And yet, that's all my boss wants of me. "Does a dev really need to understand the code if the AI understands it?"
That's frustrating.
(The AI does not, in fact, understand it. The AI doesn't understand anything at all. It's a statistical text prediction machine.)
It sounds like your boss needs to stop being anyone's boss. That kind of view is going to lead to piles of tech debt and everything that comes with it.
I mean, I haven't worked at any company that doesn't have a decade or more of tech debt all human-made.
Is this any worse such a regard?
I do not advocate for more bullshit, but I don't really think that this will make a big difference either way.
AI seems like it will help the already bad bosses do more - which seems like a bad thing. It's better if the bad ones just wank off in the toilet all day.
I think how much difference it will make in the long run will depend on who gets sacked and who survives.
By the time that's a problem, he will have failed upwards because of his 'forward-thinking' AI push.
That if is doing a lot of lifting here, because AI doesn't understand anything, it only finds mathematical responses to your question. There's a reason the AI can't give you the same script twice (or it constantly rewrites the fucking thing instead of just fixing the thing I told it to)
These models do have some form of understanding though. There are features for bugs and typos, and general features that map descriptions and pieces of code. It understands the code in so far it helps with next token prediction.

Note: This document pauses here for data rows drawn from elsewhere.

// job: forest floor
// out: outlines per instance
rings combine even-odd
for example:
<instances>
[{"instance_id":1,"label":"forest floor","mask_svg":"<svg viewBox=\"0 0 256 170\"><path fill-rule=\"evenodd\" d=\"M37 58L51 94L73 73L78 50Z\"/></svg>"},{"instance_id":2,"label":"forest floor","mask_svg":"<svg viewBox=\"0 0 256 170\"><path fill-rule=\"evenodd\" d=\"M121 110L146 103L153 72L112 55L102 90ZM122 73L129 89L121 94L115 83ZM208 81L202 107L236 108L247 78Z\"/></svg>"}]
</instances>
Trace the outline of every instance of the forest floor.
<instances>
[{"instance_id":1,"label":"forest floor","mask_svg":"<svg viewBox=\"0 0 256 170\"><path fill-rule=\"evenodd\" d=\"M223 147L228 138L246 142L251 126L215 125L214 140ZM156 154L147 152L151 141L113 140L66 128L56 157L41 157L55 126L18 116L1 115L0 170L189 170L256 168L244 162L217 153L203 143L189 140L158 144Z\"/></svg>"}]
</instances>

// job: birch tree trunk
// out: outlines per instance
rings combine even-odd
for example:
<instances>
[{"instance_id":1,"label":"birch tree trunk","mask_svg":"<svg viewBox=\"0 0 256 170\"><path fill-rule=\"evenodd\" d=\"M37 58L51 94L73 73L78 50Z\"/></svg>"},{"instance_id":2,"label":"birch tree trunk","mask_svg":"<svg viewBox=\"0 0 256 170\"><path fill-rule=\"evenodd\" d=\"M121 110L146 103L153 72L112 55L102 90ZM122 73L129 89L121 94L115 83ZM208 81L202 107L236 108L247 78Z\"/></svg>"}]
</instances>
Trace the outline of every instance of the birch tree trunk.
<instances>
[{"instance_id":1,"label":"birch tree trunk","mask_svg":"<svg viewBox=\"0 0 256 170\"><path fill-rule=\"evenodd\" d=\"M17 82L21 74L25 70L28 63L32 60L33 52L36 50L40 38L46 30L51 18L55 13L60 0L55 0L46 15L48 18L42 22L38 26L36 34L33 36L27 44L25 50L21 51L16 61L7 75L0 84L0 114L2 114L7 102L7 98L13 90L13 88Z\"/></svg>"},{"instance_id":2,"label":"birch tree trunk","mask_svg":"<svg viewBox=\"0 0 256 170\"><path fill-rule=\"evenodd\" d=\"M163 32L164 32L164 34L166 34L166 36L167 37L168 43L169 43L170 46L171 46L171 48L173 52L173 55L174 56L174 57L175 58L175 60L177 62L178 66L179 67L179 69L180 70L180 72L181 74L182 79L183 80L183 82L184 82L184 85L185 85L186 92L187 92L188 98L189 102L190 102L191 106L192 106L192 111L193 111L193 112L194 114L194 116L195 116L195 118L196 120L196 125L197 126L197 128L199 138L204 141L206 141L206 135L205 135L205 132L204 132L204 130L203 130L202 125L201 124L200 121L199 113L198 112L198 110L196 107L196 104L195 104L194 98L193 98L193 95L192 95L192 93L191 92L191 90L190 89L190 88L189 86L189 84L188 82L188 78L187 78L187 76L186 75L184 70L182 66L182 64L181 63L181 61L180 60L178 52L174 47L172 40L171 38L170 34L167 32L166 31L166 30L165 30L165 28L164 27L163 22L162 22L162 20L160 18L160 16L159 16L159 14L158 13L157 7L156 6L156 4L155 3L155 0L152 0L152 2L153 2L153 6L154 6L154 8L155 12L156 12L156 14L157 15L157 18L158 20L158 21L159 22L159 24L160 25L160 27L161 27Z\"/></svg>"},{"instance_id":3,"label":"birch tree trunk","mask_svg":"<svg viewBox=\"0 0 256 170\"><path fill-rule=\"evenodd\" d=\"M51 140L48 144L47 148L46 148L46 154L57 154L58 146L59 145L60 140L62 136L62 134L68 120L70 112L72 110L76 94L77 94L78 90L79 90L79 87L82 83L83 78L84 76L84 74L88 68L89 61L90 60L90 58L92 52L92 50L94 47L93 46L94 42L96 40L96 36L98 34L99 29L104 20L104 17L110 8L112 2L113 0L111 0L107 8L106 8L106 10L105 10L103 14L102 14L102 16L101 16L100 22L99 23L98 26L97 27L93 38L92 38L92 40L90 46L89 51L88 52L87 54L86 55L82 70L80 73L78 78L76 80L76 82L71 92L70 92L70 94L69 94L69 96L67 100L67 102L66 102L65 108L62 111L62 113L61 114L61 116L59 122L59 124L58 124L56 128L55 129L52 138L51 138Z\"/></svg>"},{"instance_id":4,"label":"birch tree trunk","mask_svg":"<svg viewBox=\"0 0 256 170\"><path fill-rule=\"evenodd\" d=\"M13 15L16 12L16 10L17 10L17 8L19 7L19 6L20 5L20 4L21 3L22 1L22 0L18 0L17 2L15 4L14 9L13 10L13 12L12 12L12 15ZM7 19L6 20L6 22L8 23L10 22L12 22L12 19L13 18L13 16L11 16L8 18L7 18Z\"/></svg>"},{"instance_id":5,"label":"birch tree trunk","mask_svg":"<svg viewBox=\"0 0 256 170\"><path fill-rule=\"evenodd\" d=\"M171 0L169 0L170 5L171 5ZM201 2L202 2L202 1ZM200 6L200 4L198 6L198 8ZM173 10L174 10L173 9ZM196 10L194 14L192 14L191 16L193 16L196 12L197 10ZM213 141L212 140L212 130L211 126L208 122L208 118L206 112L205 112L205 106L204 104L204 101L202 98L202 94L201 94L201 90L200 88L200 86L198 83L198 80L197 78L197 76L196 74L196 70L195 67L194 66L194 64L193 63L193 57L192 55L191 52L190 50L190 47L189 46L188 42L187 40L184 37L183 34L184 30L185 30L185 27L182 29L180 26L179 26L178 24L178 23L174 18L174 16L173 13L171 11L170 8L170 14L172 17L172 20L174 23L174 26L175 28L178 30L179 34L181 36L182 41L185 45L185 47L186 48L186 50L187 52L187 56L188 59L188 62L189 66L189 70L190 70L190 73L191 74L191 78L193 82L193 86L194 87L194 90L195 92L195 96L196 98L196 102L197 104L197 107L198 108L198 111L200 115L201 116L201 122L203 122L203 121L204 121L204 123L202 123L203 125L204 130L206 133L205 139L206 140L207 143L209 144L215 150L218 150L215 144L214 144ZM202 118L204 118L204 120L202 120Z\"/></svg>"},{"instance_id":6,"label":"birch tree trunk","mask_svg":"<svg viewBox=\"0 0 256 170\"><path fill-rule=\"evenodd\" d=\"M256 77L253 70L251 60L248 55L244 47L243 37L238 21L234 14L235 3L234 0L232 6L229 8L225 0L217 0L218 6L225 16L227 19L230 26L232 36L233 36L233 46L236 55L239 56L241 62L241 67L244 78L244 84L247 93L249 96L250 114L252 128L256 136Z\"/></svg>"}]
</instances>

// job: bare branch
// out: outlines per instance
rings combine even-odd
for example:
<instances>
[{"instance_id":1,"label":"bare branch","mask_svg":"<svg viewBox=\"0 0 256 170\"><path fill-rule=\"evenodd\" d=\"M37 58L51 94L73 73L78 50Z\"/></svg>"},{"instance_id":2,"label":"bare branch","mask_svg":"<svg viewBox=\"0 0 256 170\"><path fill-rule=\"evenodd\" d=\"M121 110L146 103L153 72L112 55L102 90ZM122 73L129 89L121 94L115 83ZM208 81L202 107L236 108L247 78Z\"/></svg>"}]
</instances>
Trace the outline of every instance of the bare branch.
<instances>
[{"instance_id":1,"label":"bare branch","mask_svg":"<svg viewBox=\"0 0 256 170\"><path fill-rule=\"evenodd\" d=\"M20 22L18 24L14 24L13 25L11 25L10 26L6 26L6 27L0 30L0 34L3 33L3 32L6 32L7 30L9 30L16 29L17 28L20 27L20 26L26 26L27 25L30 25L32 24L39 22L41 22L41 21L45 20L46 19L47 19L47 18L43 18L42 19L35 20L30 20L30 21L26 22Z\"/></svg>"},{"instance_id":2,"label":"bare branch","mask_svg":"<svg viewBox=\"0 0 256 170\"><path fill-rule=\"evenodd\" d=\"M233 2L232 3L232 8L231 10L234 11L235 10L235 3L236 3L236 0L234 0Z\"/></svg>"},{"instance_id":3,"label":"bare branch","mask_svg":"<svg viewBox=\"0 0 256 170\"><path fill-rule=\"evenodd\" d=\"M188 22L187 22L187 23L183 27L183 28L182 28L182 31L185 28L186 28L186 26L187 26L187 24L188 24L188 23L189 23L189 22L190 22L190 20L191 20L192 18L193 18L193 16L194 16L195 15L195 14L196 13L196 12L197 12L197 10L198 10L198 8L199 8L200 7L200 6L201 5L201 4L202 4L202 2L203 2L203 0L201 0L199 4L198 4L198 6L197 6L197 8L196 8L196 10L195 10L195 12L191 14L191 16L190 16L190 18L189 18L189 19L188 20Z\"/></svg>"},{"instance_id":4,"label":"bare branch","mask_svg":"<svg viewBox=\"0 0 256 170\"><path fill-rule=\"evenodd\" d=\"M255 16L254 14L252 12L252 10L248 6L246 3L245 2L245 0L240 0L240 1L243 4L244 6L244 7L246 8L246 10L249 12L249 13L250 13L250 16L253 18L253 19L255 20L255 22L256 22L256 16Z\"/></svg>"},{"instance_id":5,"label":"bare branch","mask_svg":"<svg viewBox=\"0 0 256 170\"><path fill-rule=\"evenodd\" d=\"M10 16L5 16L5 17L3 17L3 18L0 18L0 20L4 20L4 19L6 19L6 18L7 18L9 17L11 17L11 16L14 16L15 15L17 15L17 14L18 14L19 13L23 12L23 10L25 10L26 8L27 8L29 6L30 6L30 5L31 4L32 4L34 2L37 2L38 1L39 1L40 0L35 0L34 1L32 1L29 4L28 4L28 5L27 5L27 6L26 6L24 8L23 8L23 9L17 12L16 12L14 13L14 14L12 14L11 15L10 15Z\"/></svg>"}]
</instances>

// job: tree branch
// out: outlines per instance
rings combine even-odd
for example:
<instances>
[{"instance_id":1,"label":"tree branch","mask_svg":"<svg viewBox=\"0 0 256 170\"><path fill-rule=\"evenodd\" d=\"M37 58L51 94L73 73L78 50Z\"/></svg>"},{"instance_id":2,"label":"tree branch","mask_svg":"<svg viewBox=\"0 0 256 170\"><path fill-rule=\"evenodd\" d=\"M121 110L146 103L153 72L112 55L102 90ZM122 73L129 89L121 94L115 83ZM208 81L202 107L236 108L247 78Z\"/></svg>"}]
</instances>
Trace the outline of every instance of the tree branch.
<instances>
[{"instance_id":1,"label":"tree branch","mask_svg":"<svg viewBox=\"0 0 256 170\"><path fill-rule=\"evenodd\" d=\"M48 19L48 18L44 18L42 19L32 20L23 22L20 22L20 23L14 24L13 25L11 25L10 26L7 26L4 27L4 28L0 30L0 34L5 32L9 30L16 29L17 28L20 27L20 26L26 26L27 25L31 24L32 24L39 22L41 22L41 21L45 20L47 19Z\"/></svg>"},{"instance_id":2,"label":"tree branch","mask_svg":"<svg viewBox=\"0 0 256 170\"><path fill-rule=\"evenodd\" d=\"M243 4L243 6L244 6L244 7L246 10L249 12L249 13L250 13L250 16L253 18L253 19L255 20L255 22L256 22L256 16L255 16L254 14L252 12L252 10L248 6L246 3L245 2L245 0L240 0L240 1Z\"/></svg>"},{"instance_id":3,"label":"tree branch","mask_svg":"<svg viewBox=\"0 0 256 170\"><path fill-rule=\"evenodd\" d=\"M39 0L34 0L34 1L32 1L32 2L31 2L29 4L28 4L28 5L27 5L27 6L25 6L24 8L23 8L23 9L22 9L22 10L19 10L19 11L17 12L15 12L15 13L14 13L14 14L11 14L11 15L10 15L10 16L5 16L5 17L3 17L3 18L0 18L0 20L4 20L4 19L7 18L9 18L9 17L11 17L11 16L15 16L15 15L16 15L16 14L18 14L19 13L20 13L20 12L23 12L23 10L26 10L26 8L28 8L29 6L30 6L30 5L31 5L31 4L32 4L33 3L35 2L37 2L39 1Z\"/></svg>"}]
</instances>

The bigger problem is that these language models are inherently unreliable and stochastic in how they generate. You request a feature - and it destroys something else in the process - because a single incorrect prediction caused it to diverge and skip a portion of the original code. You request a small modification - and it decides to restart from scratch - because random sampling made a different way of doing something more likely rather than what was there already. Errors compound and the model has no way of fixing or correcting them.